Aron and Tess married in the Church within a month. The Owner of the Books and Border was warmly invited.
I asked my Professor friend where did he propose to his late wife. “In Samover Café at the Jehangir Art Gallery in Mumbai”. He said while lighting his cigar. “It was just past 8 pm. The main door got closed for the day. I paid 10 Rs tip to the waiter to let us stay. He told us that we could leave from the back door after 10 minutes that had an automatic latch. We were the only couple in the Café. Everything happened in those 10 minutes – We did not speak. But our eyes did. When we stepped out of Samover, we knew that we were to get married”
Cafe Samover in Mumbai
Professor was perhaps lost in the memories as he sat quiet.
I thought that the Professor was right.
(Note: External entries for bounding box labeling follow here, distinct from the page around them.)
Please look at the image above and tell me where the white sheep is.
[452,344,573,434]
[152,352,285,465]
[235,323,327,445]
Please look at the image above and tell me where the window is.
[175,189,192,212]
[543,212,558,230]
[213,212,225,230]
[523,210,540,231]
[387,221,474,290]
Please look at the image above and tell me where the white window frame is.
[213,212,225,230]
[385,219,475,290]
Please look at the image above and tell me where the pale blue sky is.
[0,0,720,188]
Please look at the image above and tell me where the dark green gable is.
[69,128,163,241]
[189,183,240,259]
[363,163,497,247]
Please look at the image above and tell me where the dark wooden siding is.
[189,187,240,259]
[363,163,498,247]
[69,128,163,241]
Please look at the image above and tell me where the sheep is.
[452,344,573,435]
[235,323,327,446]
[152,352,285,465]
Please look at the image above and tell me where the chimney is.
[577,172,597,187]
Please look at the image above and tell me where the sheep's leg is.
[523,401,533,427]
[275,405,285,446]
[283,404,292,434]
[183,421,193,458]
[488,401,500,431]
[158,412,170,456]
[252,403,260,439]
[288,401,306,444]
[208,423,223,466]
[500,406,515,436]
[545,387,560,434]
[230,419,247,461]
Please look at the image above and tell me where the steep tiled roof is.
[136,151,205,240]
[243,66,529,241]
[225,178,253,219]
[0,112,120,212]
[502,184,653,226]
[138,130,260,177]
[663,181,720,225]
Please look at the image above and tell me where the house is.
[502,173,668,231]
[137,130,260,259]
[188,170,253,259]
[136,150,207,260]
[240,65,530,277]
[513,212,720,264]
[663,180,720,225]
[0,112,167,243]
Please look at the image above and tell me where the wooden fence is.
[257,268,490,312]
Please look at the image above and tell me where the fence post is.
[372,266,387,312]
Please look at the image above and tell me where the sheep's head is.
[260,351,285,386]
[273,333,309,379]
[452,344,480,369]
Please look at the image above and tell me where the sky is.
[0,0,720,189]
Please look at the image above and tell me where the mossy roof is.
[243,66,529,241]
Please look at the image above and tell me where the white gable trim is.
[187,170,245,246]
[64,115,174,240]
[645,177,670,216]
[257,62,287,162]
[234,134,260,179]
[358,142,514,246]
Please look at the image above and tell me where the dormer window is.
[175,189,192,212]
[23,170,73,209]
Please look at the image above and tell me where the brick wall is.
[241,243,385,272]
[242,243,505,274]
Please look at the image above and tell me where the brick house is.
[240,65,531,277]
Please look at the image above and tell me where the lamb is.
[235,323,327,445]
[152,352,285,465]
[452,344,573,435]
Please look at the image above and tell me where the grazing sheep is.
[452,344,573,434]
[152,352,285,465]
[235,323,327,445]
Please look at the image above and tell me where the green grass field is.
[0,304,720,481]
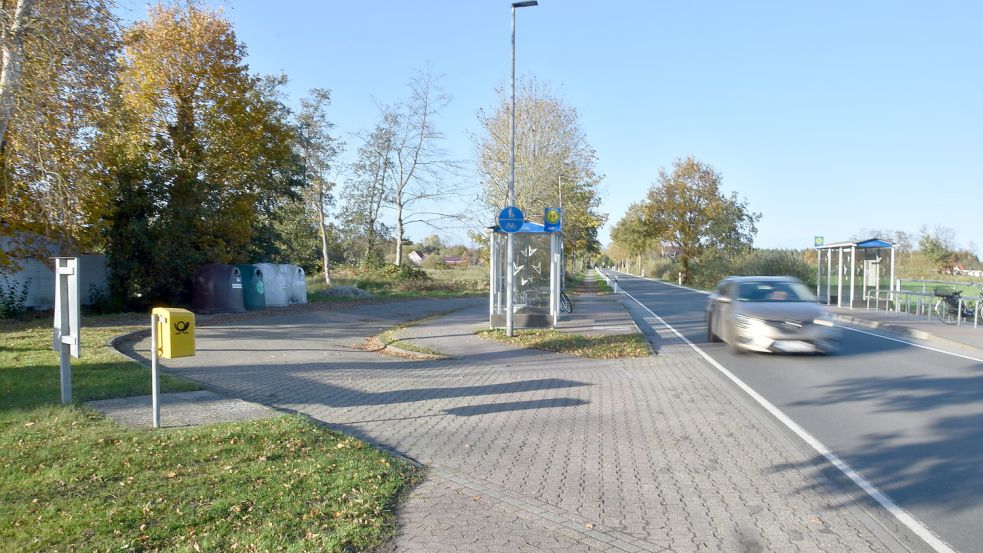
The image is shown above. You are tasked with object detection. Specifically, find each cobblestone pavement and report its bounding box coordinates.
[136,300,916,553]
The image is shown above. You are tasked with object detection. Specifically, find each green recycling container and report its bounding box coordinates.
[236,265,266,309]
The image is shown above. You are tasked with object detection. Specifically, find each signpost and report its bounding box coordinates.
[543,207,563,232]
[52,257,82,405]
[498,205,526,233]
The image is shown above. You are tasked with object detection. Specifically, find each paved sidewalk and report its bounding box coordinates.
[121,300,920,553]
[829,306,983,351]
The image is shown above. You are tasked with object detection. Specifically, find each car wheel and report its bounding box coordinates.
[707,315,720,343]
[727,328,744,355]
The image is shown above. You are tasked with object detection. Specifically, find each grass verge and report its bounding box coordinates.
[0,316,418,552]
[0,407,414,551]
[477,328,652,359]
[378,311,453,359]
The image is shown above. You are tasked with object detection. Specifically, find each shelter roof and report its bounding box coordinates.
[816,238,896,250]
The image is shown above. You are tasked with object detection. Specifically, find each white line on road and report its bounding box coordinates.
[833,325,983,363]
[622,282,957,553]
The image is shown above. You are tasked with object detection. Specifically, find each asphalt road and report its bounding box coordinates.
[604,273,983,553]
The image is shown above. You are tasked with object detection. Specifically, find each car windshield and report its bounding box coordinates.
[737,280,816,302]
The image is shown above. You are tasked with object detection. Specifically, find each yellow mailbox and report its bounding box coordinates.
[152,307,195,359]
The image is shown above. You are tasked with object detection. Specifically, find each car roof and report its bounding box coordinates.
[724,276,802,282]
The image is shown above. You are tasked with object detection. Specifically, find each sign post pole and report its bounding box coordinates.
[52,257,82,405]
[150,313,160,428]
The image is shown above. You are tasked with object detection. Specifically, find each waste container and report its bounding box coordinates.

His wife who was a famous artist and a noble soul, deserved place only like Samover for that unspoken “Will you marry me?”.
Professor had chosen the right place and the right time.
Unfortunately today, Samover is closed.
Started by Usha Khanna in 1964, Cafe Samovar in Jehangir Art Gallery was an icon of Mumbai’s cultural landscape and for decades. It served as a haven for the city’s creative minds across the arts. This cafe was a theater for dramatic performances, a meeting place for executives, especially lawyers, young lovers and the students.